An analysis in the March 8, 2007, New England Journal of Medicine, of data on 4,958 patients in 14 randomized trials comparing DES to bare-metal stents, with a follow-up interval of 12 and 59 months, found DES, “does not have a significant effect on overall long-term survival and survival free of myocardial infarction, as compared with bare-metal stents.”
“The risk of stent thrombosis,” the authors state, “is at least as great as that seen with bare-metal stents.”
Another NEJM pooled analysis of 4 randomized trials and 1,748 patients compared DES and bare-metal stents with 4 years of follow-up, and found no significant differences in the rates of death, myocardial infarction, or stent thrombosis with the survival rate at 4 years in the DES group at 93.3%, and 94.6% in the bare-metal group.
A March 2006 presentation of the Basel Stent Kosten Effektivitäts Trial, Late Thrombotic Events (BASKET-LATE) suggested that between 7 and 18 months after implant, the rates of nonfatal myocardial infarction, death from cardiac causes, and angiographically documented stent thrombosis were higher with DES than with bare-metal.
In another study in the NEJM, Dr Bo Lagerqvist, MD, PhD, of the Swedish Coronary Angiography and Angioplasty Registry, and colleagues, reviewed data from 6,033 patients who were treated with either Cypher or Taxus, and 13,738 patients who were implanted with bare-metal stents.
At six months, the study showed DES had lower event rates. But after six months, "patients with drug-eluting stents had a significantly higher event rate, with 12.7 more events per 1,000 patients per year.”
"At three years post procedure, mortality was about 18% higher for drug-eluting stent patients," and from six months to three years, the adjusted relative risk for death was 1.32.
Another study from a registry of almost 20,000 patients who were treated in Sweden in 2003 and 2004, found that, after one year, there were 5 stent thrombosis in Cypher patients verses none in the bare-metal group, and that there were nine cases of stent thrombosis reported in patients with Taxus, verses 2 in patients implanted with bare-metal stents.
Finally, another recent study proved that angioplasty, the procedure in which stents are used, did not help patients when used to open an artery days after a heart attack occurred. That could mean 50,000 such procedures were done unnecessarily every year, according to Forbes.com on December 13, 2006.
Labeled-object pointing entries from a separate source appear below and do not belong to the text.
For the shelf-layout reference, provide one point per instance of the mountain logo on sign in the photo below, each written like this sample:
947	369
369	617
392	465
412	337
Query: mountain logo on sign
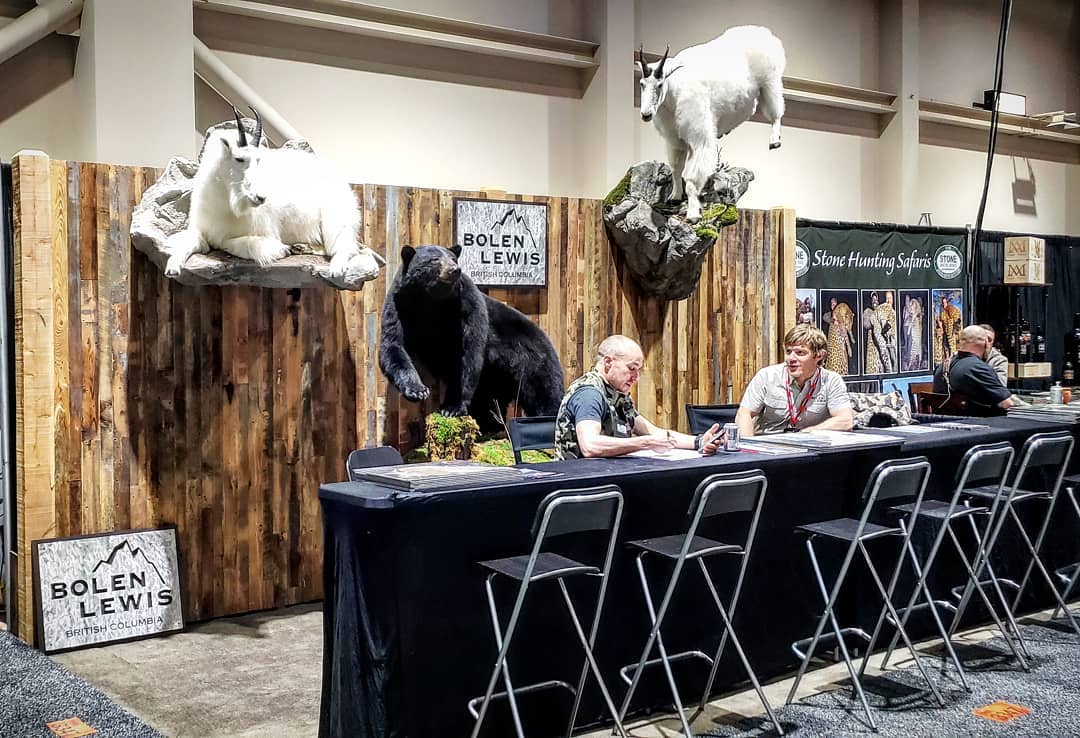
133	552
515	218
948	262
801	258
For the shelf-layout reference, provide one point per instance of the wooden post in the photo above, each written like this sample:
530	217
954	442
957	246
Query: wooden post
35	374
783	223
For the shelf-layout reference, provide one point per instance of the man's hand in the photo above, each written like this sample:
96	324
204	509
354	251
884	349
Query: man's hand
711	440
657	442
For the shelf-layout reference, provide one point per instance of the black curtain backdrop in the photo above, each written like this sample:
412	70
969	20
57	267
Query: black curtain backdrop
1063	295
990	299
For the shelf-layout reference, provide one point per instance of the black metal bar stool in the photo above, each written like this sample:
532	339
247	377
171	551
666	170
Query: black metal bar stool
984	466
1069	574
1045	454
561	513
890	480
716	495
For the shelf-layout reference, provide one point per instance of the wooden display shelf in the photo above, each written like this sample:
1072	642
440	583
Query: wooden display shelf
358	36
217	17
964	126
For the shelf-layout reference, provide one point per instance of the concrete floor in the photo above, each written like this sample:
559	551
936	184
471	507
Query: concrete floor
252	675
259	675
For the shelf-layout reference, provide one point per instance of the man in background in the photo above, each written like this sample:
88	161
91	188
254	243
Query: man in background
597	417
997	360
967	374
797	394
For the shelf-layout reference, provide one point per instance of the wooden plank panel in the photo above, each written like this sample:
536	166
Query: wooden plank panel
221	410
72	502
35	381
62	361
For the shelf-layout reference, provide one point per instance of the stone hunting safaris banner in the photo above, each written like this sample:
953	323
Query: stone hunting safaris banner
890	304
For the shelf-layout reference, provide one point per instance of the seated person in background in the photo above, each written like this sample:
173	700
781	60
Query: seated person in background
967	374
997	360
597	417
797	394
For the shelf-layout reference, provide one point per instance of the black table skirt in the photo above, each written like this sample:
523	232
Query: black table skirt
407	638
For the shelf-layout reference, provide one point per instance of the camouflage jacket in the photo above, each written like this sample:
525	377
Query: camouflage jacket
620	412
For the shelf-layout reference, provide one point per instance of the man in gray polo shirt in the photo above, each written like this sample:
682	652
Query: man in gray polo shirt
797	394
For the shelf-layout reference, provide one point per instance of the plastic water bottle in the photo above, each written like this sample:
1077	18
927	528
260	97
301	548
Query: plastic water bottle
1056	393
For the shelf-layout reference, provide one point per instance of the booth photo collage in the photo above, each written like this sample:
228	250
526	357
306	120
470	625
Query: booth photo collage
875	335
Specialists are now realizing the potential problems that may be developing. Although the risk of blood clots is less than 1% per patient per year, experts note, that risk could still add up to thousands of extra heart attacks.
On February 25, 2007, Dr Kirk Garratt, the director of research on heart therapies at Lenox Hill Hospital in New York, one of the nation’s leading stenting centers, acknowledged in the New York Times: “We as cardiologists have probably pressed forward on stent technology a little faster than we should have.”
Dr William Maisel, of Beth Israel Deaconess Medical Center and Harvard Medical School, chaired the FDA stent advisory committee hearings in December 2006, and told Forbes.com on February 13, 2007, "I think it's unfortunate we are here four years after device approval and many of these questions are unanswered."
"I think it represents a failure of the system,” he said, “I think manufacturers and the FDA should have had the foresight that these products would go out to millions of people."
In January 2007, the Society for Cardiovascular Angiography and Interventions, representing 3,700 cardiologists worldwide, emphasized the importance of cautious patient selection and regular use of the blood-thinning drug Plavix to prevent blood clots.
However, Plavix comes with its own risks. For instance, excessive bleeding can occur if a patient is in an accident, and it must be stopped if surgery or dental work is needed. There is also the matter of cost, with Plavix averaging $1,400 a year. Experts say they are concerned that some patients may not be able to afford the drug, and some may not remember to take the medications each day.